Conclusions: Most patients (86.1%) require only one step for opioid titration for BTP treatment. The conclusion is that titration of immediate-acting opioid in patients with BTP is a rapid process, adequate to the characteristics of the BTP, and is achieved at the doses recommended in the summaries of product characteristics.
BTP: Breakthrough Pain
Most cancer patients experience moderate to severe chronic pain during their disease. It occurs in 30% to 40% of patients at the time of diagnosis, and in up to 75% of cases of advanced disease. Control of this chronic pain can be achieved in most cancer patients with adequate analgesic treatment [1-6].
During the oncological disease, patients may also present a special type of pain called breakthrough pain. This is defined as “a transient exacerbation of pain that occurs either spontaneously, or in relation to a specific predictable or unpredictable trigger, despite relatively stable and adequately controlled background pain”. It typically occurs acutely, reaching, in less than three minutes, its maximum intensity is usually higher than seven points on a ten-point visual analogue scale for pain intensity, and lasts about 30 minutes, occurring one to five times daily [5,7-11].

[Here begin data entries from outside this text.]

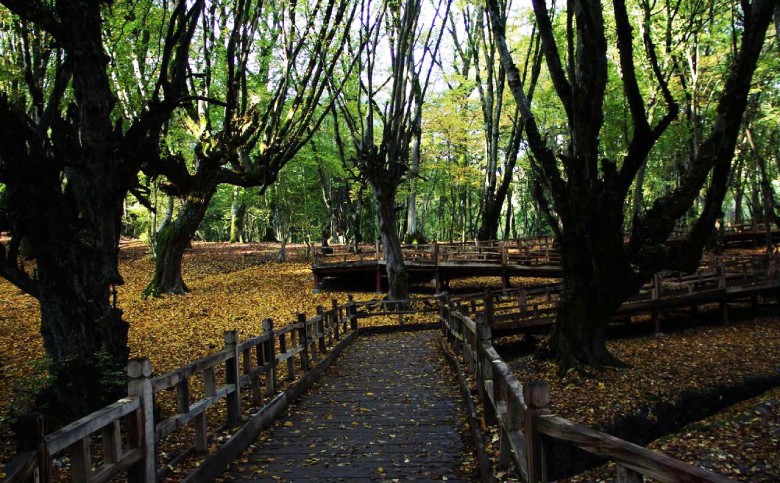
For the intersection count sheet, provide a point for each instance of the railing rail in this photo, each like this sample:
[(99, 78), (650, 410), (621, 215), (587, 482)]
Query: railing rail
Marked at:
[(126, 435), (521, 412)]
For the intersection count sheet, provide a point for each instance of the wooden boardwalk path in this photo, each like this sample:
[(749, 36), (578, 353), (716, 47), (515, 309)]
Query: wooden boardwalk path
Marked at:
[(387, 409)]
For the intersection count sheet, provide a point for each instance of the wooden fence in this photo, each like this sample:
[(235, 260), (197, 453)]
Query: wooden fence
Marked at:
[(528, 252), (526, 425), (124, 438), (722, 280)]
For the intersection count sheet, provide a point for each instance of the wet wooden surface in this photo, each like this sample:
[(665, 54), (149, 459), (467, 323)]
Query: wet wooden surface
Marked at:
[(387, 409)]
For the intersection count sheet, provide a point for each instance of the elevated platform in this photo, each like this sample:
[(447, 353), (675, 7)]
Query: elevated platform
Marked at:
[(442, 262)]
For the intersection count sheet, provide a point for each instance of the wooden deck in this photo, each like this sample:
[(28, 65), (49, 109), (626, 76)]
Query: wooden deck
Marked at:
[(442, 262), (385, 410)]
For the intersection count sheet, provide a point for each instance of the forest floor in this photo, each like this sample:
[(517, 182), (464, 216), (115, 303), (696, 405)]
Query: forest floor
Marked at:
[(701, 392), (233, 287)]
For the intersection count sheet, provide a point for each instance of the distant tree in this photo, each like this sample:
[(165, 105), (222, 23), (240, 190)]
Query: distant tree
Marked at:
[(588, 187), (270, 64), (383, 117), (67, 160)]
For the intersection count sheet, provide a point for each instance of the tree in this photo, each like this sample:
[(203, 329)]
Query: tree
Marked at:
[(67, 162), (276, 63), (392, 106), (588, 187), (490, 80)]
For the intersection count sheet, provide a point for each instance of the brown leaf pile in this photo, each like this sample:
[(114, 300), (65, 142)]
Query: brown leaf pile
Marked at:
[(233, 287), (662, 368), (742, 443)]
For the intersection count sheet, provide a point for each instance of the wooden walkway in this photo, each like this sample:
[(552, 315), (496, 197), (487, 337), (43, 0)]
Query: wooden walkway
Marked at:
[(385, 410)]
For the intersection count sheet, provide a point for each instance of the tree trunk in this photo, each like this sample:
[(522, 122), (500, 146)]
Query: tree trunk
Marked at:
[(397, 276), (595, 284), (84, 335), (174, 240), (237, 215)]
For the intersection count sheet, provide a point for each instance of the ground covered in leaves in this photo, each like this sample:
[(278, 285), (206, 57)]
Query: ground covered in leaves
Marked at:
[(742, 442), (692, 368), (233, 287)]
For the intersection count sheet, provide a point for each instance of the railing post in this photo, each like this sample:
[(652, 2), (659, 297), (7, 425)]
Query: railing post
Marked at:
[(537, 398), (656, 296), (336, 322), (34, 429), (321, 329), (484, 372), (269, 351), (303, 340), (351, 314), (233, 376), (627, 475), (141, 427), (489, 312)]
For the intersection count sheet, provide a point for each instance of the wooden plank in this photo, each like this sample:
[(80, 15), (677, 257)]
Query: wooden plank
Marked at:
[(196, 411), (82, 428), (649, 463), (255, 341), (106, 473), (215, 465), (172, 378)]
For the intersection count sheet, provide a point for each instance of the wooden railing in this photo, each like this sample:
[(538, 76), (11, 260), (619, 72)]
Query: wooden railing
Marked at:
[(524, 251), (526, 425), (530, 252), (721, 280), (124, 437)]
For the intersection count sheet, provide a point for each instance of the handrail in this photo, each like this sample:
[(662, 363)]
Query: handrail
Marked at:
[(522, 415), (246, 365)]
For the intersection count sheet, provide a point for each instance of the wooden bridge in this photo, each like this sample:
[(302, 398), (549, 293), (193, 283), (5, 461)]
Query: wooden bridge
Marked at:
[(442, 262), (215, 408)]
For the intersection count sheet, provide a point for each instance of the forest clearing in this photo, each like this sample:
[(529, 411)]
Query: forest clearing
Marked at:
[(378, 239), (696, 359)]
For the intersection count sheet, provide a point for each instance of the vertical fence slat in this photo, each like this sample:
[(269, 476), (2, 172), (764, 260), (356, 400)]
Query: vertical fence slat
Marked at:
[(270, 357), (303, 340), (141, 424), (537, 398), (112, 442)]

Prevalence of breakthrough pain have been reported in 59.2% of cancer patients, with great variability ranging from 39.9% in outpatients to 80.5% in hospitalized patients . Figures of 23%  and 41% , of BTP in cancer patients have been reported in Spain. The reason for this great variability in prevalence is due to the relatively recent recognition of breakthrough pain as a clinical condition and to differences in its definition up to that time (1990) . Also due to prevalence differences depending on the clinical setting where this is determined. It is known that breakthrough pain is not usually recognized as a clinical condition, and therefore it is not adequately treated in up to 77% of cases .
Breakthrough pain can negatively affect the patient’s psychological and functional prognosis, so its adequate control and management may significantly improve the patient’s quality of life .

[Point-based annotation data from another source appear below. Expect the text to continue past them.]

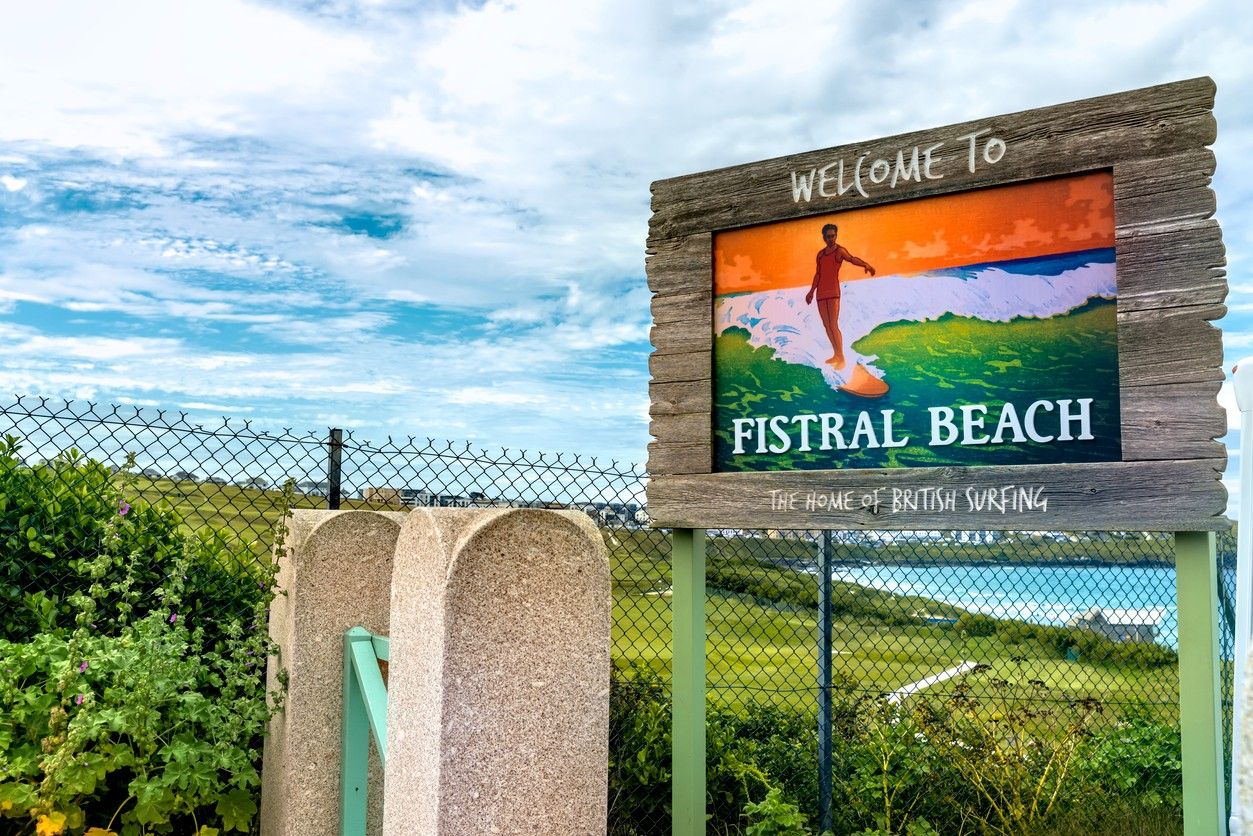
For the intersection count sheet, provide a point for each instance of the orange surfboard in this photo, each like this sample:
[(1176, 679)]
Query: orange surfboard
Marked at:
[(862, 384)]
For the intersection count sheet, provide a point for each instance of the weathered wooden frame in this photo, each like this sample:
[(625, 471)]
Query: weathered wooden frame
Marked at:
[(1170, 283)]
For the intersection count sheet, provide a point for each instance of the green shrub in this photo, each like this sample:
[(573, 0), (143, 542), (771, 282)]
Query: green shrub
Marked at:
[(132, 697), (1139, 757), (976, 624), (774, 816), (55, 527)]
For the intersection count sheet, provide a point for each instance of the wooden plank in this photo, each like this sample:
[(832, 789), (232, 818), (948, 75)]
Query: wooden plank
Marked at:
[(687, 428), (1177, 421), (1048, 142), (681, 367), (1174, 187), (688, 458), (679, 399), (1170, 267), (1112, 495), (1169, 346), (689, 306), (681, 265), (681, 337)]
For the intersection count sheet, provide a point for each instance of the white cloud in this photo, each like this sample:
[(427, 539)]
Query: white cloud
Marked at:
[(127, 78), (218, 148)]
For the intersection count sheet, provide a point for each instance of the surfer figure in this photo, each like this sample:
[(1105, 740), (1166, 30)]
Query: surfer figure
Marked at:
[(826, 285)]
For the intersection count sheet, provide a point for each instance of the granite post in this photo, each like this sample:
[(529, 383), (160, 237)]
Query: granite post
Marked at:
[(335, 570), (499, 684)]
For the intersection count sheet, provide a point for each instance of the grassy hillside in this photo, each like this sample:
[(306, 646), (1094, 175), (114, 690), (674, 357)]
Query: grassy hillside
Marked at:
[(762, 611)]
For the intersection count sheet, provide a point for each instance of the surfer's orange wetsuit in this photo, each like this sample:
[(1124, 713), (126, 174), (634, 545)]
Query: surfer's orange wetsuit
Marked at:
[(826, 286), (827, 272)]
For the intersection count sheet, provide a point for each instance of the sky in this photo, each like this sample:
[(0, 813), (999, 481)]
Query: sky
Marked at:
[(429, 218)]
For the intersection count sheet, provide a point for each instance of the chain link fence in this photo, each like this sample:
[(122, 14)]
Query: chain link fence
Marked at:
[(1040, 628)]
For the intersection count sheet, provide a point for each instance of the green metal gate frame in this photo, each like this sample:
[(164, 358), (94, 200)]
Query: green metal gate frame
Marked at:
[(1199, 683), (365, 716)]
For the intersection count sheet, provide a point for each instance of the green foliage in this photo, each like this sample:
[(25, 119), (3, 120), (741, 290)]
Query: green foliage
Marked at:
[(129, 698), (734, 568), (639, 761), (774, 816), (1018, 762), (976, 624), (1138, 756), (890, 775), (1089, 646)]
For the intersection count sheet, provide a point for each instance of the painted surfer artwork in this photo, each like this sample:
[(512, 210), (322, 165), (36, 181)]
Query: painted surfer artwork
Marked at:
[(971, 329)]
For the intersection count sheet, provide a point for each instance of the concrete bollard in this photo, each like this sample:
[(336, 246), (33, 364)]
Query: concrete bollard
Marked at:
[(499, 679), (336, 570)]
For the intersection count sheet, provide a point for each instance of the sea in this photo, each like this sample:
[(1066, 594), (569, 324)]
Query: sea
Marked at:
[(1040, 594)]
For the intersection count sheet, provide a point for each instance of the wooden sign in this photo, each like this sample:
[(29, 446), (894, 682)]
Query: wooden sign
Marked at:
[(996, 325)]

Breakthrough pain treatment need a multiple approach with drugs, especially opioids, being an essential part of the treatment success. Opioids have been described as the primary factor of relief for BTP in 44.61% of patients, while 26%-44% of patients find relief with the avoidance of the movement causing them, and 12-20% do not appear to find adequate relief with pharmacological or non-pharmacological measures [17,18].
The pharmacological treatment should be adapted to the special characteristics of the breakthrough pain, i.e., it should be potent enough to alleviate such a severe pain, but it should also be rapid in its action, since breakthrough pain episodes usually last approximately 30-45 minutes, and are mostly unpredictable.
Opioids are an essential part of breakthrough pain treatment. At present, transmucosal fentanyl, in its different formulations is the drug that best adapts to the clinical characteristics of breakthrough pain due to the immediate onset of action. The selection of the appropriate formulation will mainly depend on the clinical condition of the patient and the previous experience of the physician. Other opioids that do not conform to the profile of breakthrough pain are sometimes also used for the treatment of oncological breakthrough pain .
Dose adjustment for breakthrough pain should be performed irrespective of the basal dose of analgesia [17,20]. In clinical practice, the patient’s specific situation, the treatment for cancer pain that the patient is receiving, and the presence of concomitant diseases, could condition both the initial dose prescribed to the patient and the opioid titration process. It is unknown how is completed the titration of the immediate-onset opioids in daily clinical practice.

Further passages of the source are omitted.